Desde el acto de desobediencia de Adán y Eva, el pecado acompaña a la Historia de la humanidad. Comenzando por el fratricidio de Caín, el inmenso caudal de las ofensas a Dios no hizo sino aumentar a lo largo de los siglos, hasta el punto de determinar que los hombres debían ser exterminados de la faz de la tierra, al ver que “todos los pensamientos de su corazón estaban continuamente vueltos para el mal” (Gn 6, 5). El Diluvio cerró esta primera fase de infidelidades. En una sucesión de auges de pecados seguidos de la intervención de Dios discurrió la Historia de la humanidad, hasta las vísperas del día en que “una virgen concibió y dio a luz un hijo” (cfr. Is 7, 14).
Para tener idea sobre cuánto, en esa época, por todo el mundo dominaban el despotismo, la degradación moral y la idolatría, basta dar una mirada sobre la situación de dos pueblos.
En el Imperio Romano, los emperadores sometían no sólo las naciones subyugadas por sus legiones, sino también a sus propios súbditos. El desprecio por la vida humana llegó hasta el punto de considerar como simple res (cosa) a la infinidad de esclavos ya sujetos a toda clase de caprichos y crueldades. Deidades como Venus, Baco, Marte, Mercurio, simbolizaban alguna pasión especial, un vicio a ser imitado: lujuria, embriaguez, violencia, brujería, etc.
El Pueblo Elegido no fue inmune a la decadencia. Corroído también por los cultos idolátricos, terminó dividiéndose en distintas sectas: los Saduceos, que aceptaban como Ley sólo los cinco libros de Moisés; los Fariseos, que, además del Pentateuco, consideraban válidos otros libros bíblicos y otras doctrinas recientes, como la resurrección de los muertos y la existencia de los ángeles; y los Zelotes, que formaban un grupo revolucionario en lucha por la independencia política en relación con Roma.
A la vista de todos estos desórdenes, todo parece indicar que la tierra estaba mucho más cerca de un terrible castigo que de una gran misericordia.
Sin embargo, por el “fiat” de María Santísima, la justicia de Dios cedió el lugar a la misericordia.

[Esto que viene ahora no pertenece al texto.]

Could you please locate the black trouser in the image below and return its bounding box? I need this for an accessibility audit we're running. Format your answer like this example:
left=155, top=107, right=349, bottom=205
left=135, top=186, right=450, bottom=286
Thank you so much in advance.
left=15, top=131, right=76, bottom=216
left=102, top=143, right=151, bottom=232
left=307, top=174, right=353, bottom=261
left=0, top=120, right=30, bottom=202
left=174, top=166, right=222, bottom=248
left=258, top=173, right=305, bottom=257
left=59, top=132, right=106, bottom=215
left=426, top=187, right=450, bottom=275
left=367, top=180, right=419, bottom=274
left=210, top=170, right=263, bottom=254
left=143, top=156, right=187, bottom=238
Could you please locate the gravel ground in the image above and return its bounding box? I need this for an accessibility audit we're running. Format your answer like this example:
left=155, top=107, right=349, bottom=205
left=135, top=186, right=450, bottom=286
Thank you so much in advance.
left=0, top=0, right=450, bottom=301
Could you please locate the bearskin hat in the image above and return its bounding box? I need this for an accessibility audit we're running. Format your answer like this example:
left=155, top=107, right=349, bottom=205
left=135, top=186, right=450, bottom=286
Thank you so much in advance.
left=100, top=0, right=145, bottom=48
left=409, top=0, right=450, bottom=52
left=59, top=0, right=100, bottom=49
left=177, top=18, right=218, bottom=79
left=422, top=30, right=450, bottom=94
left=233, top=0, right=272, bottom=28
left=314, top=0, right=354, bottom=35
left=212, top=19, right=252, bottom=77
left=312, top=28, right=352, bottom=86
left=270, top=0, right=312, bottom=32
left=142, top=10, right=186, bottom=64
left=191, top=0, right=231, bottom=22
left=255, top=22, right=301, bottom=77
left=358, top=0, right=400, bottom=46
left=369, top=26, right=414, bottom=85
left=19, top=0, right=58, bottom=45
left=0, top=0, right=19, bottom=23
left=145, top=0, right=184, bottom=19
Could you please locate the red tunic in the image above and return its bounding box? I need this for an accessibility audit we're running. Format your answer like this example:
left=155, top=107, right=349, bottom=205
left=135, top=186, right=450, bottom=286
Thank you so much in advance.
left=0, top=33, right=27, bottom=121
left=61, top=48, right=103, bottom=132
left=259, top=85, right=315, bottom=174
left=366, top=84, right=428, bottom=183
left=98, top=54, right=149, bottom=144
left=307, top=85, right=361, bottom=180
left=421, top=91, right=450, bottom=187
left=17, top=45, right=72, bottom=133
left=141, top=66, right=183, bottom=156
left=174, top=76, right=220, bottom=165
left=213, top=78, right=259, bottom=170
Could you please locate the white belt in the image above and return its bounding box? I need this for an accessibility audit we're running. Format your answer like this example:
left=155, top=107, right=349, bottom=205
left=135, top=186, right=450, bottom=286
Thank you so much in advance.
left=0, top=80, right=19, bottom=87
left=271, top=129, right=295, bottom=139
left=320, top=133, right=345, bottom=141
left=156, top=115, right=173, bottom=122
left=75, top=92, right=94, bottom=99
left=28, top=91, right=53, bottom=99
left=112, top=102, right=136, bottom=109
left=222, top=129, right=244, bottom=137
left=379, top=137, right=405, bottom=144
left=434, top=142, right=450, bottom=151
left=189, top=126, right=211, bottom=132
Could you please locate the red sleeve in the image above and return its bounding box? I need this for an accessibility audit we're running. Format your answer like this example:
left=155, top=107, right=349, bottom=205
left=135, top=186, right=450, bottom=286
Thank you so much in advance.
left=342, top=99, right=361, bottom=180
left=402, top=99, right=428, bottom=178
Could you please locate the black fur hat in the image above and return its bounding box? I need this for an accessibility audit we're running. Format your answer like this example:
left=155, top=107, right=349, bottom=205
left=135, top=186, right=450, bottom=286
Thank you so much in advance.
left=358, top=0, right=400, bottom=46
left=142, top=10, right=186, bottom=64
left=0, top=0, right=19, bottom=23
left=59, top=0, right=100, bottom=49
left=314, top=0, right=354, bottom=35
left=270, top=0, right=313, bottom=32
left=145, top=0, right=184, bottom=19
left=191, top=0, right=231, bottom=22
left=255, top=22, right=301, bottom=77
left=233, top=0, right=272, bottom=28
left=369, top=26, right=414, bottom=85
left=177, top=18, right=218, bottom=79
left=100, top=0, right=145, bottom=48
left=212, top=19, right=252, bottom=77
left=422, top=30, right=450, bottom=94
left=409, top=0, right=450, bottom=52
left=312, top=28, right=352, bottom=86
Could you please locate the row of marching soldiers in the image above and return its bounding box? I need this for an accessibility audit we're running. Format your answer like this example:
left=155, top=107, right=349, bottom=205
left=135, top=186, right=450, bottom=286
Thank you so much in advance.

Se dio la Encarnación. Jesús nació y se manifestó a los hombres para indicarles que la era de la Ley y la Justicia abría las puertas al Amor y la Misericordia. Pasados más de dos mil años, nos enfrentamos con otra crisis de alcance universal, bajo ciertos aspectos, más trágica y amenazadora que la vivida en el pasado. Hoy en día, gran parte de la humanidad niega las enseñanzas del Divino Redentor, vuelve las espaldas a Dios y da señales de querer volver al paganismo. Los hombres se postran, de nuevo, delante de los ídolos que no pueden ofrecerles la salvación. Les encanta el oro, el poder, la vanidad y el placer.
La perplejidad inunda los pueblos y las naciones. ¿Cuál será la dirección a tomar en el campo político-social, económico, familiar, religioso…? ¿Qué sucederá? ¿Mandará Dios su luz celestial para guiarnos, como otrora los Reyes Magos fueron conducidos por la estrella?
¿Quién podrá saberlo?
Lo cierto es que Nuestra Señora en Fátima afirmó: “¡Por fin, mi Inmaculado Corazón triunfará!” Y ese triunfo de María no será sino una consecuencia del triunfo de Jesús, una nueva y gloriosa Epifanía.